A vector computing unit 1507 includes a plurality of operation processing units. IN one embodiment, the vector computing unit 1507 performs further processing on an output of the operation circuit, for example, vector multiplication, vector addition, an exponential operation, a logarithmic operation, or value comparison. The vector computing unit 1507 is mainly used for non-convolutional/fully-connected layer network computation in a neural network, such as batch normalization, pixel-level summation, and upsampling of a feature map.


In some implementations, the vector computing unit 1507 can store a processed output vector in the unified memory 1506. For example, the vector computing unit 1507 may apply a linear function or a non-linear function to the output of the operation circuit 1503, for example, perform linear interpolation on a feature plane extracted at a convolutional layer, or add value vectors to generate an activation value.

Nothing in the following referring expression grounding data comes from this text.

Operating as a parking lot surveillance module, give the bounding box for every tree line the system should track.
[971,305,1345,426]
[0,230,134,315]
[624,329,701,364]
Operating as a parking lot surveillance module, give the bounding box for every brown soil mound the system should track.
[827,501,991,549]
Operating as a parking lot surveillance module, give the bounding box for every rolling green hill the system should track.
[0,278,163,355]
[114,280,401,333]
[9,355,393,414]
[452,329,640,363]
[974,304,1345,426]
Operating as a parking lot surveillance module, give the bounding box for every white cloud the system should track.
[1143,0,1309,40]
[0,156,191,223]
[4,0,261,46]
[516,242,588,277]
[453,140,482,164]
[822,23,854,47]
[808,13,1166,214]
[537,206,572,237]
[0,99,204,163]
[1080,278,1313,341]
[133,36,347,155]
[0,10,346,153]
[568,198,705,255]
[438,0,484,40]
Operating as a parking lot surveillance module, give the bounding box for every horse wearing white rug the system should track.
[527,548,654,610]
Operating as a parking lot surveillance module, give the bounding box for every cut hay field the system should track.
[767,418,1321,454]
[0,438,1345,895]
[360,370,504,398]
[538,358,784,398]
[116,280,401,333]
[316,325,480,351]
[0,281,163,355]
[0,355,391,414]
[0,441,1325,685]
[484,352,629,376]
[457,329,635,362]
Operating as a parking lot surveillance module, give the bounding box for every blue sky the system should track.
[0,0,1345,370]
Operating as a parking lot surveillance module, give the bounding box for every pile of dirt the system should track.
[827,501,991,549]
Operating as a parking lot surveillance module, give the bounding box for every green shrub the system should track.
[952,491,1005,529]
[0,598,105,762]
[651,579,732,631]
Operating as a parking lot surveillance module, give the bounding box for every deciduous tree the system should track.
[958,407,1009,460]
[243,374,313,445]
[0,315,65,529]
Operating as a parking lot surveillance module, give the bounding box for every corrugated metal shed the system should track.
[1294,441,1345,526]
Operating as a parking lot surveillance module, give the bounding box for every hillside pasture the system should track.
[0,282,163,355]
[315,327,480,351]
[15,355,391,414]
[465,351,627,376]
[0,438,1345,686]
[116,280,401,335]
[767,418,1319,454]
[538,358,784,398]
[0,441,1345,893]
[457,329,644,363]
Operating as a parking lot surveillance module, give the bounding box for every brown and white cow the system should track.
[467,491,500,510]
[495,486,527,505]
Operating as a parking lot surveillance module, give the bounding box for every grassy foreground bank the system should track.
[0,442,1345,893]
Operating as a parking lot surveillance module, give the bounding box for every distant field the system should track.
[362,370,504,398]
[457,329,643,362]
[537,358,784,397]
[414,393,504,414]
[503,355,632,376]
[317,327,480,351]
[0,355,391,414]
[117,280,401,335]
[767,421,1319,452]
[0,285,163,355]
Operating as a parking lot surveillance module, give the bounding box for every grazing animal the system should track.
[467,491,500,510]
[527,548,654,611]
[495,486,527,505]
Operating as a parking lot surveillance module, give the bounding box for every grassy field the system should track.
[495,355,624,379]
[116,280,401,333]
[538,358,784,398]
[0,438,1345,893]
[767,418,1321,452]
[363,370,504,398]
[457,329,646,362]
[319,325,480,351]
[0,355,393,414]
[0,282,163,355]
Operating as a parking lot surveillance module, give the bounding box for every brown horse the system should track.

In some implementations, the vector computing unit 1507 generates a normalized value, a pixel-level summation value, or a normalized value and a pixel-level summation value. In some implementations, the processed output vector can be used as an activation input of the operation circuit 1503, for example, to be used at a subsequent layer in the neural network.

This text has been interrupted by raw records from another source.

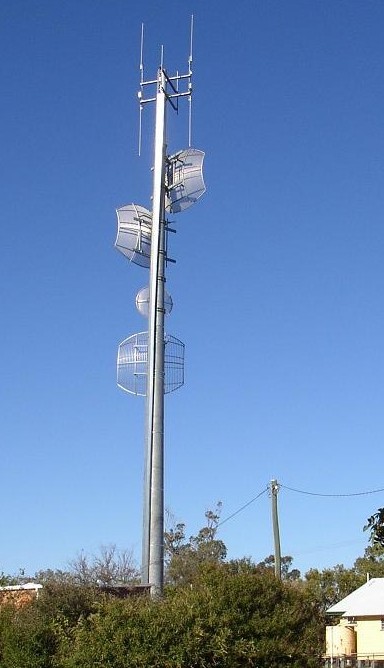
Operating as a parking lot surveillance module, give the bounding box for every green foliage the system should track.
[257,554,300,580]
[364,508,384,547]
[58,562,323,668]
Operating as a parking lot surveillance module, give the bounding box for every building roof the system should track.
[327,578,384,617]
[0,582,43,591]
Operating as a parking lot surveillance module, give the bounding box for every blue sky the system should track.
[0,0,384,574]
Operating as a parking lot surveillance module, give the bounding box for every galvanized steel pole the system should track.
[142,67,166,596]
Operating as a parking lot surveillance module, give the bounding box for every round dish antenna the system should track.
[115,204,152,267]
[136,288,173,318]
[166,148,206,213]
[117,332,185,397]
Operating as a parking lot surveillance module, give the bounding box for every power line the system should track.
[217,487,268,527]
[280,484,384,497]
[217,483,384,528]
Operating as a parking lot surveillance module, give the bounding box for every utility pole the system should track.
[270,480,281,580]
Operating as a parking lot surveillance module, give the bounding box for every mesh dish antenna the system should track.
[136,288,173,318]
[117,332,185,397]
[115,204,152,268]
[166,148,206,213]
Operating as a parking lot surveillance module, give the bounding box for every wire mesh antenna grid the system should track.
[117,332,185,397]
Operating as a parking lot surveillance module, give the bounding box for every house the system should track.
[325,578,384,668]
[0,582,42,608]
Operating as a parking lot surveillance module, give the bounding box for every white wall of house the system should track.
[356,617,384,654]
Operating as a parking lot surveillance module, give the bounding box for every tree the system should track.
[35,545,139,587]
[257,554,301,580]
[58,561,324,668]
[164,502,227,584]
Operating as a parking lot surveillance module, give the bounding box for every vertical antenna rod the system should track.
[271,480,281,580]
[138,23,144,156]
[188,14,193,148]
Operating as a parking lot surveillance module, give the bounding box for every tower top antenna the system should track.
[137,14,194,156]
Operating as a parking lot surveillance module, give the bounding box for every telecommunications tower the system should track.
[115,17,205,596]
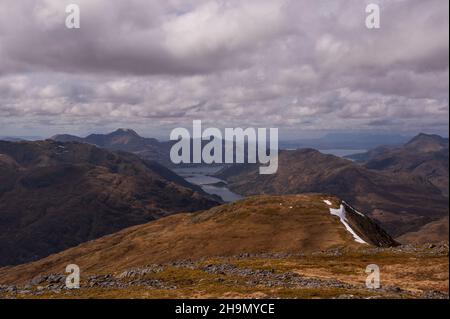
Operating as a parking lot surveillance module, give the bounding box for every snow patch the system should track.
[330,204,367,244]
[342,201,366,217]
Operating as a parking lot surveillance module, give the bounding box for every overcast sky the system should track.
[0,0,449,138]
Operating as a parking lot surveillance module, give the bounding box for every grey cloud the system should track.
[0,0,449,136]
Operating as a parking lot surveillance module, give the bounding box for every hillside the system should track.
[348,133,449,197]
[51,128,172,166]
[217,149,448,238]
[0,140,218,265]
[0,195,396,282]
[398,216,449,244]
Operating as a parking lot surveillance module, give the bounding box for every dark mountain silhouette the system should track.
[0,140,218,265]
[348,133,449,197]
[217,149,448,236]
[0,194,397,283]
[51,129,172,166]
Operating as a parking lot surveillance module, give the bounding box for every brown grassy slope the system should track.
[0,195,389,282]
[218,149,448,236]
[397,216,449,243]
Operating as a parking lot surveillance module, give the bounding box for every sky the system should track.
[0,0,449,139]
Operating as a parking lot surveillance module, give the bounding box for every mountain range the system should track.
[216,134,448,240]
[348,133,449,197]
[0,140,220,266]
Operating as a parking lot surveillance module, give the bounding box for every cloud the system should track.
[0,0,449,135]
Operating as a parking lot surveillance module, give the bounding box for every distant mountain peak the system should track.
[110,128,140,137]
[405,133,448,152]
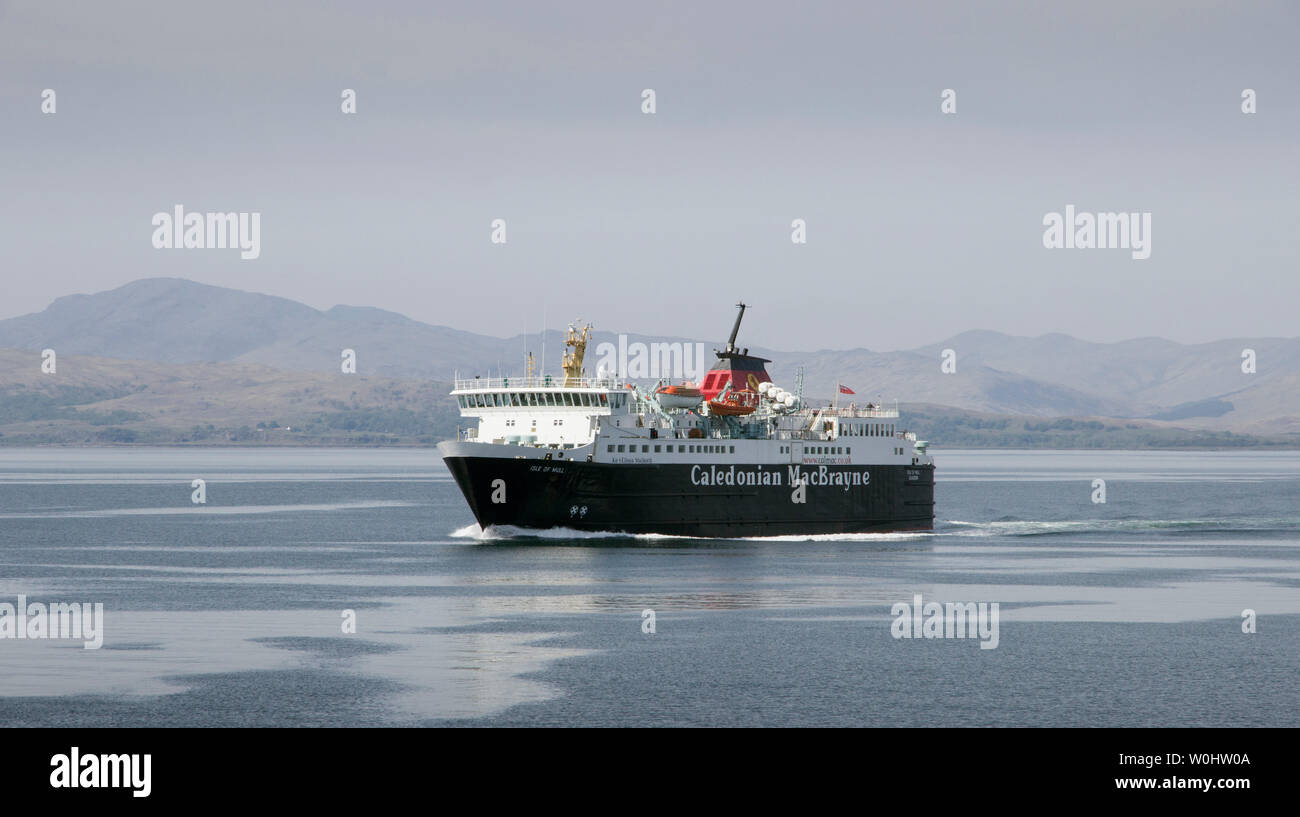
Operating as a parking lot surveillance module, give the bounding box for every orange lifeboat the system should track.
[709,390,758,418]
[655,382,705,409]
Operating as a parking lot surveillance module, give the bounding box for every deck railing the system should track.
[452,375,627,392]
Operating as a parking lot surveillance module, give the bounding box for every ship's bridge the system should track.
[451,375,634,448]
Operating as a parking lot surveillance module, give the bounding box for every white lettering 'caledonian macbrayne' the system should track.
[690,466,871,490]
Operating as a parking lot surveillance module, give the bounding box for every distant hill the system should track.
[0,278,1300,436]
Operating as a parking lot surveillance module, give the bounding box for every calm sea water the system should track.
[0,449,1300,726]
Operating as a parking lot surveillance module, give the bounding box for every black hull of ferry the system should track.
[445,457,935,539]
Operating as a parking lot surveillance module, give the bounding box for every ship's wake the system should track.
[451,524,933,542]
[935,516,1300,537]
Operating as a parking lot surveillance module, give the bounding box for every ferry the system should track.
[438,303,935,539]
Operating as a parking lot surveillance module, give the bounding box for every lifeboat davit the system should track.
[655,382,705,409]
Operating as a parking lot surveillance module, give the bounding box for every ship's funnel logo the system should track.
[595,334,707,381]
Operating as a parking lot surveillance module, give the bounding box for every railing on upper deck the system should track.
[807,405,898,418]
[452,375,627,392]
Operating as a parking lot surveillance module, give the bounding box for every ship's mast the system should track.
[727,303,745,351]
[560,324,592,386]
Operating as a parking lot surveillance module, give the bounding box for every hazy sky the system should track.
[0,0,1300,350]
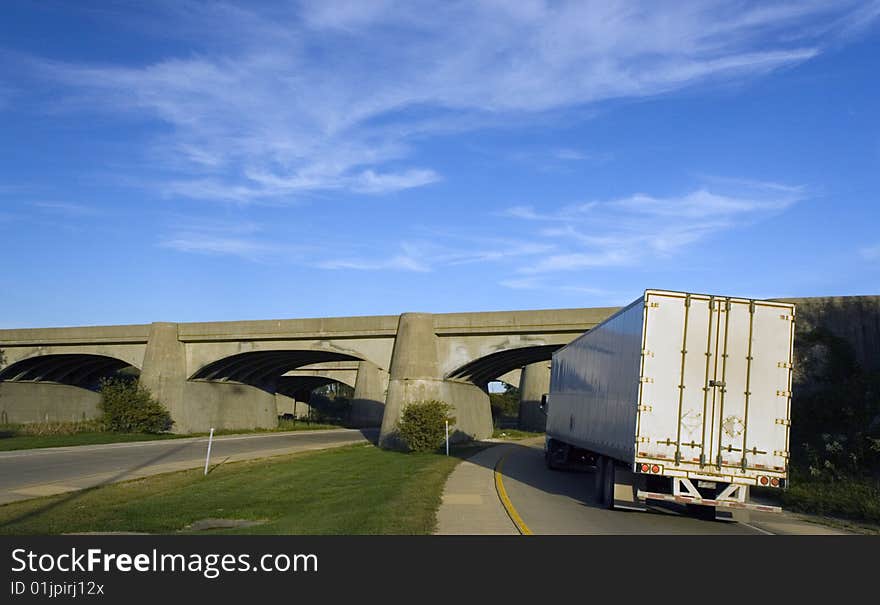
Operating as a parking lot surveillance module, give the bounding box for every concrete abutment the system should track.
[379,313,492,448]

The instruction fetch buffer 1509 connected to the controller 1504 is configured to store instructions used by the controller 1504.


The unified memory 1506, the input memory 1501, the weight memory 1502, and the instruction fetch buffer 1509 are all on-chip memories. The external storage is private to a hardware architecture of the NPU.

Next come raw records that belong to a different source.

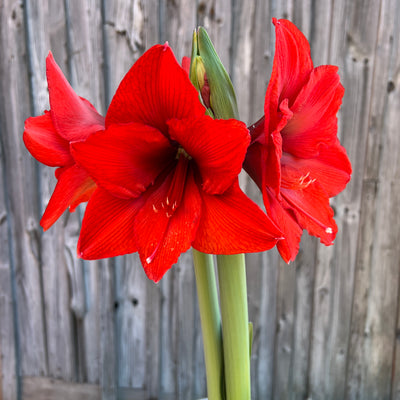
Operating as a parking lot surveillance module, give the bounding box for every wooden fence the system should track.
[0,0,400,400]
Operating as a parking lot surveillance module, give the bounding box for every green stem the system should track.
[217,254,251,400]
[193,249,224,400]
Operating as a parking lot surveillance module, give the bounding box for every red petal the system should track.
[281,182,337,246]
[282,142,351,197]
[272,18,313,106]
[40,165,96,230]
[78,188,144,260]
[134,170,201,282]
[71,123,176,198]
[168,116,250,194]
[193,181,282,254]
[264,18,313,132]
[264,190,303,263]
[282,65,344,158]
[23,112,74,167]
[46,53,104,142]
[106,44,205,132]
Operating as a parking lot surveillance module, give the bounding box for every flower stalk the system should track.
[193,249,224,400]
[217,254,251,400]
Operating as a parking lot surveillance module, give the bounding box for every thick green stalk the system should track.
[193,249,225,400]
[217,254,251,400]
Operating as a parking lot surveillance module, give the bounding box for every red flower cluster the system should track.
[24,45,281,282]
[23,53,104,230]
[24,20,351,282]
[244,19,351,262]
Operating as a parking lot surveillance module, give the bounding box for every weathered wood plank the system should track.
[26,1,79,380]
[0,1,47,382]
[347,2,399,399]
[0,164,18,400]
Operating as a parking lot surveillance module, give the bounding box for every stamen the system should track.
[285,196,333,234]
[161,147,192,218]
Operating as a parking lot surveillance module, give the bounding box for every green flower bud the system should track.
[190,27,238,119]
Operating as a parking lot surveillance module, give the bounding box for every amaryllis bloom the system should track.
[23,53,104,230]
[244,19,351,262]
[71,44,281,282]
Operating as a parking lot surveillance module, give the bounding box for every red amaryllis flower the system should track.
[23,53,104,230]
[72,44,281,282]
[244,19,351,262]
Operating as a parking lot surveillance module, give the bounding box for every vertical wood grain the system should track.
[0,0,400,400]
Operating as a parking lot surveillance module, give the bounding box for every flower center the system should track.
[161,147,192,218]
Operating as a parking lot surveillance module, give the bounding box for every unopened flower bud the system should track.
[190,27,238,119]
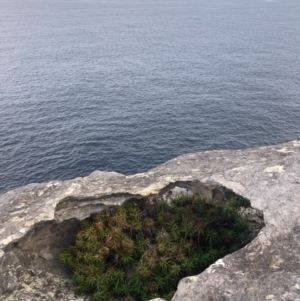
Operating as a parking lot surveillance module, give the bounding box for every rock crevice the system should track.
[0,141,300,301]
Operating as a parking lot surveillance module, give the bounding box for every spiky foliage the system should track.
[59,195,250,301]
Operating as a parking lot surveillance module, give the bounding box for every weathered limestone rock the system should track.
[0,141,300,301]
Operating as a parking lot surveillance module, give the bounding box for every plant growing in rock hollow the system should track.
[59,195,250,301]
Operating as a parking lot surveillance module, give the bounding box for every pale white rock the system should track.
[0,141,300,301]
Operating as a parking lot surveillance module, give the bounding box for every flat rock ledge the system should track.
[0,141,300,301]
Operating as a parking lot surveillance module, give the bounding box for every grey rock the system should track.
[0,141,300,301]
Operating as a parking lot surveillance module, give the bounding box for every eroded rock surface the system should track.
[0,141,300,301]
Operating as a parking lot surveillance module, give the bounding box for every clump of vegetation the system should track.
[59,195,250,301]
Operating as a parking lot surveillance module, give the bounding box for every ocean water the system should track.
[0,0,300,193]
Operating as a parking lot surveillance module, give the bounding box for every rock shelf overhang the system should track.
[0,141,300,301]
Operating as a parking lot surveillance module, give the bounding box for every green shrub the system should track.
[59,195,250,301]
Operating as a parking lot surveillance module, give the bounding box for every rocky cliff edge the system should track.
[0,141,300,301]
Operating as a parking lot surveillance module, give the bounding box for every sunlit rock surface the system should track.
[0,141,300,301]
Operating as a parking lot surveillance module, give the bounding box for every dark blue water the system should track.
[0,0,300,193]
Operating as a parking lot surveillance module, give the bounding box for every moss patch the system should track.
[59,195,251,301]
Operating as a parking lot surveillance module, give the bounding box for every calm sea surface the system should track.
[0,0,300,193]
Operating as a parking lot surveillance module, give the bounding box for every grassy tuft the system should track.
[59,195,251,301]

Any one of the processors mentioned above may be a general-purpose central processing unit, a microprocessor, an ASIC, or one or more integrated circuits for controlling program execution.


In addition, it should be noted that the described apparatus embodiments are merely examples. The units described as separate parts may or may not be physically separate, and parts displayed as units may or may not be physical units, may be located at one position, or may be distributed on a plurality of network units. Some or all the modules may be selected according to actual needs to achieve the objectives of the solutions of embodiments. In addition, in the accompanying drawings of the apparatus embodiments provided in this application, connection relationships between modules indicate that the modules are in a communication connection with each other, which may be implemented as one or more communication buses or signal cables.


Based on the description of the foregoing implementations, a person skilled in the art may clearly understand that this application may be implemented by software in addition to universal hardware, or by dedicated hardware, including an application-specific integrated circuit, a dedicated CPU, a dedicated storage, a dedicated component, and the like. Generally, any functions that can be performed by a computer program can be easily implemented by using corresponding hardware. Moreover, a hardware structure used to achieve a same function may be in various forms, for example, in a form of an analog circuit, a digital circuit, or a dedicated circuit. However, as for this application, software program implementation is a better implementation in most cases. Based on such an understanding, the technical solutions of this application essentially or the part contributing to the prior art may be implemented in a form of software product. The computer software product is stored in a readable storage medium, such as a floppy disk, a USB flash drive, a removable hard disk, a ROM, a RAM, a magnetic disk, or an optical disc of a computer, and includes several instructions for instructing a computer device (which may be a personal computer, a training device, a network device, or the like) to perform the methods in embodiments of this application.


All or some of the foregoing embodiments may be implemented by using software, hardware, firmware, or any combination thereof. When software is used to implement the embodiments, all or a part of the embodiments may be implemented in a form of computer program product.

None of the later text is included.